Araştırmacılara göre, midyeler sadece solungaçlarındaki hücrelerde olmak üzere büyük miktarda metan tüketmekteydiler. Bunun nedenini öğrenmek için midyelerin solungaçlarını elektron mikroskobu altında incelediklerinde, hücreler içindeki boşluklarda çok sayıda yuvarlak yapılı bakteriler olduğunu gördüler. Bu bakteriler “methanotroph” isminde, metan ile beslenen, kendi halinde yaşayan, bakterininkine benzer zarlara sahiptiler. Bakteriler, su içinde çözünmüş halde bulunan metanı kolayca alabilecekleri şekilde, solungaç yüzeyine yakın duruyorlardı. Bu midye-bakteri ortak yaşamından midye, ihtiyacı olan organik karbon bileşiklerini sağlamaktadır. Güneş ışığı, okyanusların derinlerine nüfuz edemediğinden, derin sulardaki canlılar için enerji temininin temelini fotosentez teşkil etmez. Mikrobiyolog Holger Jannasch’a göre fotosentezin mümkün olmadığı derinliklerde canlılar, gıdalarını kemosentez yoluyla temin edebilirler.

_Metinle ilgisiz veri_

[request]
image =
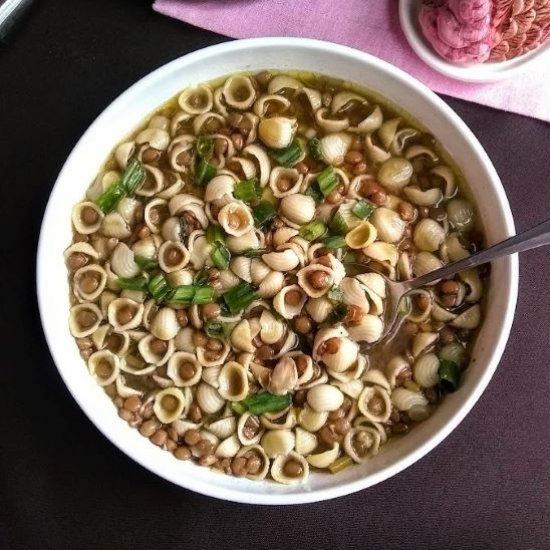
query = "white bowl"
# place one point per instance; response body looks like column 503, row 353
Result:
column 467, row 72
column 131, row 108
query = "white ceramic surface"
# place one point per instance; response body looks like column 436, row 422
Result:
column 128, row 110
column 478, row 72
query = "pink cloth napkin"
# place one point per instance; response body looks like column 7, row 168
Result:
column 369, row 25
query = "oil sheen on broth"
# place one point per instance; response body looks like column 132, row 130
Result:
column 209, row 293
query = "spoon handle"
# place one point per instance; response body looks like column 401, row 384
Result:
column 532, row 238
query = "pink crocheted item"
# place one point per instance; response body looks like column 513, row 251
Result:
column 474, row 31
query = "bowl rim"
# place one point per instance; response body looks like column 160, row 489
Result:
column 209, row 488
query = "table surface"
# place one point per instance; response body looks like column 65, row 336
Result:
column 63, row 485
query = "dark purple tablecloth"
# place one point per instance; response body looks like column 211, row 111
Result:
column 63, row 485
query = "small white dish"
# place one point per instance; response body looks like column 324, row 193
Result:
column 127, row 112
column 478, row 72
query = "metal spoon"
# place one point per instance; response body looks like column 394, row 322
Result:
column 396, row 291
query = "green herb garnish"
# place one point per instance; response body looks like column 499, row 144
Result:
column 159, row 288
column 127, row 185
column 216, row 329
column 262, row 402
column 336, row 294
column 363, row 209
column 288, row 156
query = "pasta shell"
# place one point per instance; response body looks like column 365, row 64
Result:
column 278, row 469
column 326, row 458
column 374, row 404
column 165, row 325
column 426, row 369
column 306, row 442
column 233, row 382
column 297, row 208
column 86, row 217
column 124, row 314
column 184, row 369
column 155, row 352
column 123, row 262
column 236, row 219
column 209, row 399
column 277, row 442
column 289, row 301
column 325, row 397
column 168, row 405
column 404, row 399
column 362, row 443
column 196, row 99
column 104, row 366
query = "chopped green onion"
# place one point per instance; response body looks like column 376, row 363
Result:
column 220, row 256
column 239, row 297
column 314, row 192
column 132, row 176
column 183, row 294
column 312, row 230
column 336, row 294
column 288, row 156
column 201, row 279
column 247, row 190
column 191, row 294
column 238, row 408
column 334, row 242
column 263, row 214
column 314, row 148
column 216, row 329
column 215, row 234
column 159, row 288
column 337, row 314
column 363, row 209
column 145, row 264
column 449, row 375
column 204, row 147
column 111, row 197
column 338, row 224
column 203, row 295
column 260, row 403
column 204, row 172
column 327, row 181
column 254, row 252
column 136, row 283
column 340, row 464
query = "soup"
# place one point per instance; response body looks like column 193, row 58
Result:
column 210, row 287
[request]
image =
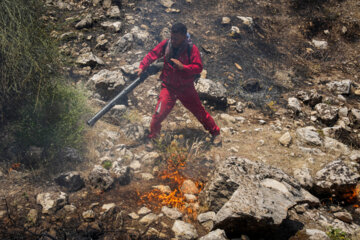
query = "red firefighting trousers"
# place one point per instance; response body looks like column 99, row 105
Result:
column 190, row 99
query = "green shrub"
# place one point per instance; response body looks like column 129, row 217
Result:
column 56, row 121
column 28, row 56
column 37, row 104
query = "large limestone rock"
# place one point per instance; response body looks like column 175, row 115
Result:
column 167, row 3
column 340, row 87
column 250, row 195
column 85, row 22
column 134, row 131
column 141, row 37
column 123, row 44
column 70, row 180
column 112, row 26
column 52, row 201
column 336, row 178
column 294, row 104
column 184, row 230
column 107, row 83
column 122, row 173
column 210, row 90
column 89, row 59
column 309, row 135
column 218, row 234
column 100, row 178
column 311, row 98
column 113, row 12
column 327, row 114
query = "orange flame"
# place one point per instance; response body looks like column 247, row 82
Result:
column 156, row 199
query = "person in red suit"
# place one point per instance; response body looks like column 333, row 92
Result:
column 182, row 62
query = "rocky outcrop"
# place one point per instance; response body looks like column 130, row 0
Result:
column 336, row 178
column 100, row 178
column 210, row 90
column 251, row 195
column 71, row 180
column 51, row 201
column 107, row 83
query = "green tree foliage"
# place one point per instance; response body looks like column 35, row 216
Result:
column 36, row 102
column 28, row 55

Kükürt Ile Beslenen Canlılar

Dipteki hidrotermal çatlaklardan çıkan kükürt, metandan daha önemli bir enerji kaynağıdır. Sıcak suyun yerkabuğundan dışarı fışkırdığı hidrotermal çatlaklarda büyük miktarlarda kükürtlü gazlar bulunur ve bazı bakteriler hidrojen sülfür ve thiosülfat’ı enerji elde etmede kullanırlar. Dev istiridyeler ve sindirim sistemi bulunmayan uzun yuvarlak solucanlar gibi, kompleks yapılı organizmalar da, kükürdü çözebilir ve kendi vücutlarında yaşayan simbiyozların yardımıyla kükürtten istifade edebilirler. Mesela mavi midye thiosülfat, yuvarlak solucan ise hidrojen sülfür tüketir. Solucanlar, çatlak ağzının hemen yakınında hidrojen sülfür’ün bol miktarda bulunduğu bölgelerde yaşarlar. Aslında, canlıların tükettiği maddelerdeki bu farklılık çatlak civarında yaşadıkları bölge ile yakından alakalıdır.

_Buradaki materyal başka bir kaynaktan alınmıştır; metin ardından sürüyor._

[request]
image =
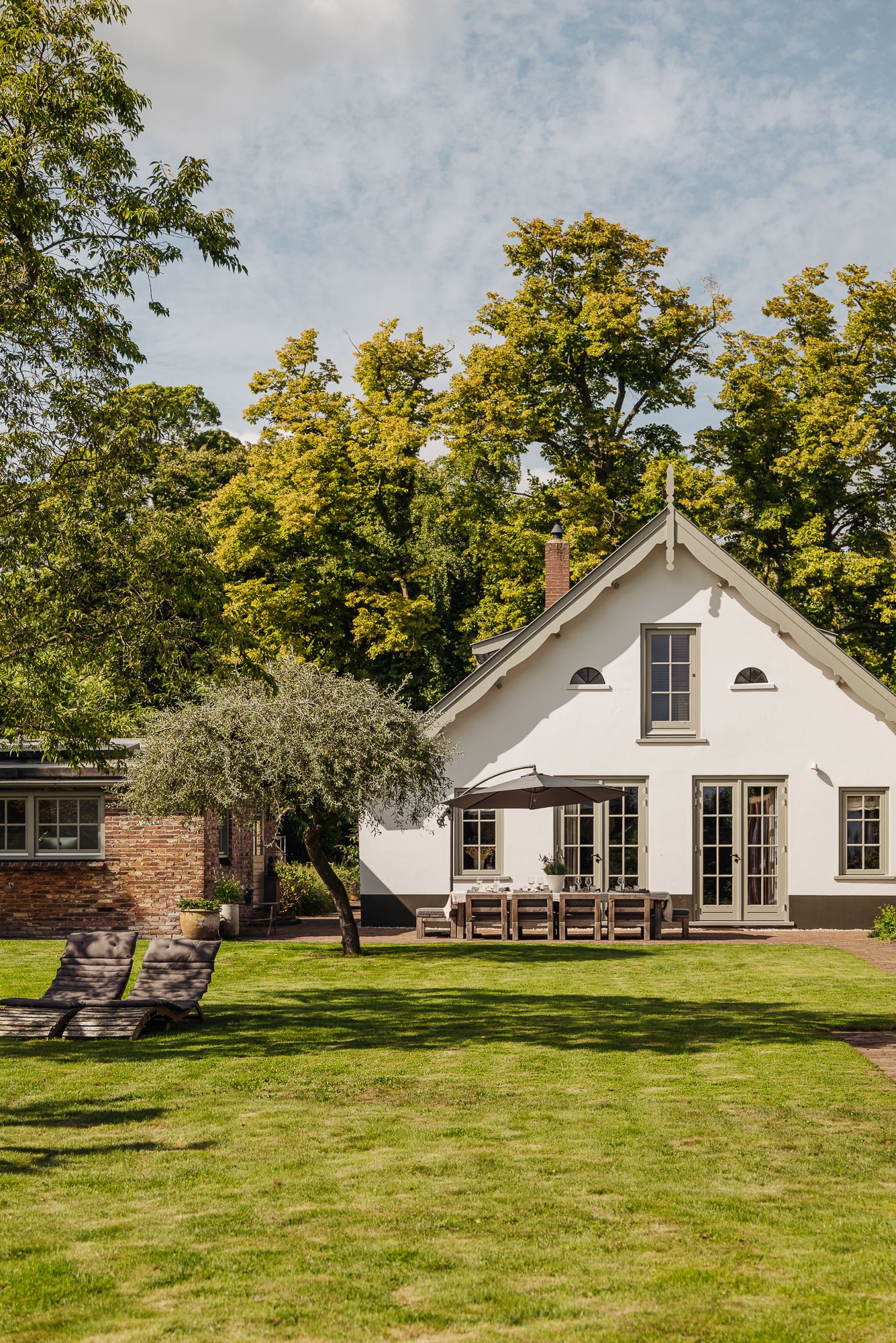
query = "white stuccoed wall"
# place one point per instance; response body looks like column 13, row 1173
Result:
column 534, row 719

Kompleks yapılı canlılar, ihtiyaçları olan karbonu, etraflarındaki suda bulunan kemosentetik bakterileri filtre ederek sağlarlar. Fakat canlıların büyük bir kısmı (Jannasch’a göre yaklaşık % 90’ı) daha avantajlı bir özelliğe sahiptirler. Bunların ihtiyacı olan karbon bileşiklerini üreten bakteriler, kendi vücudunda mevcuttur ve böylece yiyeceklerini yakalamaya çalışmak mecburiyetinde kalmazlar.